Apologies for the long description.

I'm looking to sell my company shares (awarded as yearly bonus). The company is US based hence the shares are on Etrade.com.
Whats the best way to sell these shares and transfer the proceeds back to Australia? (So that i can have this more readily available to contribute towards mortgage deposit.. which will be sometime early next year). But I'm looking to sell this asap, as the stock prices are good.

Options Ive explored sofar:
1. Sell & wire transfer from Etrade directly into my everyday AUD account. Which seems least cost effective considering Etrade would charge something like $27 + 300 basic points (3%) of transacted amount. And their exchange rate is not the best.
2. Create a foreign currency USD account in Australia and transfer from Etrade to that account. And then exchange USD to AUD when the conversion is good. EDIT: Etrade advised that they'd only charge the Wire transfer charge of about $27.
Now, I bank with ANZ who apparently dont provide USD accounts for individuals. anyone recommend a bank/account?
3. Sell the shares and Wire the proceeds to OFX's account and then transfer to my local AUD account. (no fees from OFX seems too good to be true). But OFX want a "Sale of Shares document" which Etrade customer support claim has no clue of.

I'm sure there's someone out there has done this before with less pain. Option 2 seems promising & simple.Should I be concerned of any hidden costs associated with Option 2?
Is there another option I haven't considered?


----------



## minwa (7 December 2017)

Option 2 I believe only HSBC and Citi offer personal foreign currency accounts. You still get ~1-3% haircut on exchanging back to AUD when you eventually convert.
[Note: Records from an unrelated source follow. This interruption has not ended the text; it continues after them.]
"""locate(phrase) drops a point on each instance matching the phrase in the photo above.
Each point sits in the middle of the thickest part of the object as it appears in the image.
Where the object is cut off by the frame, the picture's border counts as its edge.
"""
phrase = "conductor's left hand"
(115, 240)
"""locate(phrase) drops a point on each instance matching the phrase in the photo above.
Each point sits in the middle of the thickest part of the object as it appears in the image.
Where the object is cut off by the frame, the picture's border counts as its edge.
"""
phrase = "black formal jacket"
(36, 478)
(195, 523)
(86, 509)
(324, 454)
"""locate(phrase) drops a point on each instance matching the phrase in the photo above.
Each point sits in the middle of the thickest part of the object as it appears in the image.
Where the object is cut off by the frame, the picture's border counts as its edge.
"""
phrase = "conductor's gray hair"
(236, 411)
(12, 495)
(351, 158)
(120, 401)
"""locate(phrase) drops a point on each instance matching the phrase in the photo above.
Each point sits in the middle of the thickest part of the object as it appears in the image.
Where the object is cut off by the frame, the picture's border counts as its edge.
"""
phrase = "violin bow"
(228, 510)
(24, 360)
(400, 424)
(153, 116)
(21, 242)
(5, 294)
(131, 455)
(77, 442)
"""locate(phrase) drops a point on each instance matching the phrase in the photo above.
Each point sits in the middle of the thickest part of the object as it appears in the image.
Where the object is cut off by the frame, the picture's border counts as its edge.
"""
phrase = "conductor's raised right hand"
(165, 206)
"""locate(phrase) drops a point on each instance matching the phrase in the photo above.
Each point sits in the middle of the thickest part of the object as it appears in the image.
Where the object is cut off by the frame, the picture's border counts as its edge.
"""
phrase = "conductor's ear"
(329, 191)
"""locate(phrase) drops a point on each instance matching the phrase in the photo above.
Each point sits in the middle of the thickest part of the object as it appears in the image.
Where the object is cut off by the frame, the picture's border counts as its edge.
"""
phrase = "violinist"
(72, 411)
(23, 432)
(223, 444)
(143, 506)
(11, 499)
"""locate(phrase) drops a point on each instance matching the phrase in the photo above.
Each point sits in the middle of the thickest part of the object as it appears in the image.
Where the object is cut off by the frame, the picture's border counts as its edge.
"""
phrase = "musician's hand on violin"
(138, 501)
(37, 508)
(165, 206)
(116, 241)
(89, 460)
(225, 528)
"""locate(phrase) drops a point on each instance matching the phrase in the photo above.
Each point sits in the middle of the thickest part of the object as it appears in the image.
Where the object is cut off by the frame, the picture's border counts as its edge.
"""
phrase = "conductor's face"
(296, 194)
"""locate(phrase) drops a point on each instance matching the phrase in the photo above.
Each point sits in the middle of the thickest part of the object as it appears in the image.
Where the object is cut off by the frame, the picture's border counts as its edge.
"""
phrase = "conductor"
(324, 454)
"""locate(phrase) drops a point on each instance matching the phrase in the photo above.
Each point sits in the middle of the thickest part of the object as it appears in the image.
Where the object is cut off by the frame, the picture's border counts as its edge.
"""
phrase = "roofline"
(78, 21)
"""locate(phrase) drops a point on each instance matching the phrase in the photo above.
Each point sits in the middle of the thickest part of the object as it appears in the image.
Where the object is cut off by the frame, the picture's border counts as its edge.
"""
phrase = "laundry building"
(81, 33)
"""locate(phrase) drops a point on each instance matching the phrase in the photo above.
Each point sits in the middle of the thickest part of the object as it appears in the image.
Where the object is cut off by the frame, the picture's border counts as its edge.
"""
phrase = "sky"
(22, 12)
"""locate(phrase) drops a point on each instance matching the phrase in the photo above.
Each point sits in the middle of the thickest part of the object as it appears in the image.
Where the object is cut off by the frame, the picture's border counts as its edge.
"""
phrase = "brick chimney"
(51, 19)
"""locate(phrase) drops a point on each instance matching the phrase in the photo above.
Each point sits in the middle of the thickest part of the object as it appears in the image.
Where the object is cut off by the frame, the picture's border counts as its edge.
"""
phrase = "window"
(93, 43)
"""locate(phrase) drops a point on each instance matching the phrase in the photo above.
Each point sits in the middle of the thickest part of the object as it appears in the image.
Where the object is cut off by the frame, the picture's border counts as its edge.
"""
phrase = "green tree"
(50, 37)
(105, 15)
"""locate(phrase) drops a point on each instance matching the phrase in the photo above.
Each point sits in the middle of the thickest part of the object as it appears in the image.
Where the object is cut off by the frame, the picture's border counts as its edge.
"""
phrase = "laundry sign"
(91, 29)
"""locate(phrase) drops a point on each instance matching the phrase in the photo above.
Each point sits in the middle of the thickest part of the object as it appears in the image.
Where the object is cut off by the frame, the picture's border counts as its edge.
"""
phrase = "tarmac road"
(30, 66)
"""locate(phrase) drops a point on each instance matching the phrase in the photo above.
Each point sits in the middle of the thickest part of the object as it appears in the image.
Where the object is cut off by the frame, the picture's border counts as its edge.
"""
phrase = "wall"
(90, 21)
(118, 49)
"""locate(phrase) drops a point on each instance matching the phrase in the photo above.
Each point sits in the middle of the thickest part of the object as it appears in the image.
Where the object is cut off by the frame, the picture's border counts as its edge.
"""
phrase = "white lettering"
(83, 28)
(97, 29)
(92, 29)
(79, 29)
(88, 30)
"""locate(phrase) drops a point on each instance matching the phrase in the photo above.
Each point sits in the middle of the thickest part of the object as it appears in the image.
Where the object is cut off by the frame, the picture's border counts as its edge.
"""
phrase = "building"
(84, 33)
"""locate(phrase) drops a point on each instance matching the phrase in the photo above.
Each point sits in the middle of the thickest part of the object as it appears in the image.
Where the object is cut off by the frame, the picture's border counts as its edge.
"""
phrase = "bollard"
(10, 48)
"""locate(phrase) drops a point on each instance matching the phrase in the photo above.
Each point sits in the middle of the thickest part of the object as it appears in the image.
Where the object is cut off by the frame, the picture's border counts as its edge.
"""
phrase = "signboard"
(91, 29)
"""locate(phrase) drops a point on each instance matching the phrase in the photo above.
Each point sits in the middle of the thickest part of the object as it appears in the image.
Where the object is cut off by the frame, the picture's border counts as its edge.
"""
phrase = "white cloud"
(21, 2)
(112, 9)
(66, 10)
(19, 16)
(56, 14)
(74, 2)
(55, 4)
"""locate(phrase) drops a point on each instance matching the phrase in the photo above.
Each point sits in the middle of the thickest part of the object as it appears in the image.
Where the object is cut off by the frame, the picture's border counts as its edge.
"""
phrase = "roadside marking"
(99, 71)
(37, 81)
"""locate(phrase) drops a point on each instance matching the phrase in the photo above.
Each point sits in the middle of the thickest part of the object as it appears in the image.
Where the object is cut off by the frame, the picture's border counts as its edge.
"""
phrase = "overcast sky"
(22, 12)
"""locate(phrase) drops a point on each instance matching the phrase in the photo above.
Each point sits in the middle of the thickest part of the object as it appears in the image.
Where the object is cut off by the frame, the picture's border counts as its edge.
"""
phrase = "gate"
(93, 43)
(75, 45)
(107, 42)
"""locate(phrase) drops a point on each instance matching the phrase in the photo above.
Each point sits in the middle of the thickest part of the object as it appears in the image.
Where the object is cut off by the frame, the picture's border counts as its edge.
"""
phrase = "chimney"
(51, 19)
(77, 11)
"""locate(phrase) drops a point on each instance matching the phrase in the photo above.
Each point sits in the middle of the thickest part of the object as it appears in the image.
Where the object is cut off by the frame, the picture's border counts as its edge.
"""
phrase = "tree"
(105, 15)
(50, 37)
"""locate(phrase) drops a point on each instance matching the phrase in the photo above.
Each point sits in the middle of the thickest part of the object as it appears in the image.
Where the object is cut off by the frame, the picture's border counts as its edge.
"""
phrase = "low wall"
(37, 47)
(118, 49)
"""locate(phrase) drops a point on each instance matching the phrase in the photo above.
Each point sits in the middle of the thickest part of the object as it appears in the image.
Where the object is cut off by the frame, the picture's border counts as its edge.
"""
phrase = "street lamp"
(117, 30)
You are not really saving anything over option 1, the exchange rate is from the banks side, not ETrade, which you have still have to suffer when you eventually convert. Only upside (which could backfire depending on your AUDUSD picking skills/luck) of this option over 1 is you can choose when to convert back to AUD.

The best way I know of is option 2 with an added step of opening an IB account. Etrade withdraw USD to foreign currency account, then send it to IB brokerage, convert USD to AUD in IB then withdraw to local bank account. This avoids the currency haircut.

OFX seems to lower the haircut to 100 points. Pretty sure the no fees is correct, they make their margin on the haircut. This could be less hassle than using IB except you still get exchange loss. 

You have to decide how much are you actually converting and is it really worth opening a new bank account and possibly new brokerage just to save on the conversion ? Personally if the savings go into 4 figures then I would definitely do it.


----------



## nganga (10 December 2017)

CBA offers personal Foreign Currency account. Just google foreign currency account commbank. Seeing that you don't bank with CBA, I'd recommend you pass by a branch and ask about opening one. You can easily manage the account on their internet banking platform, Netbank.


----------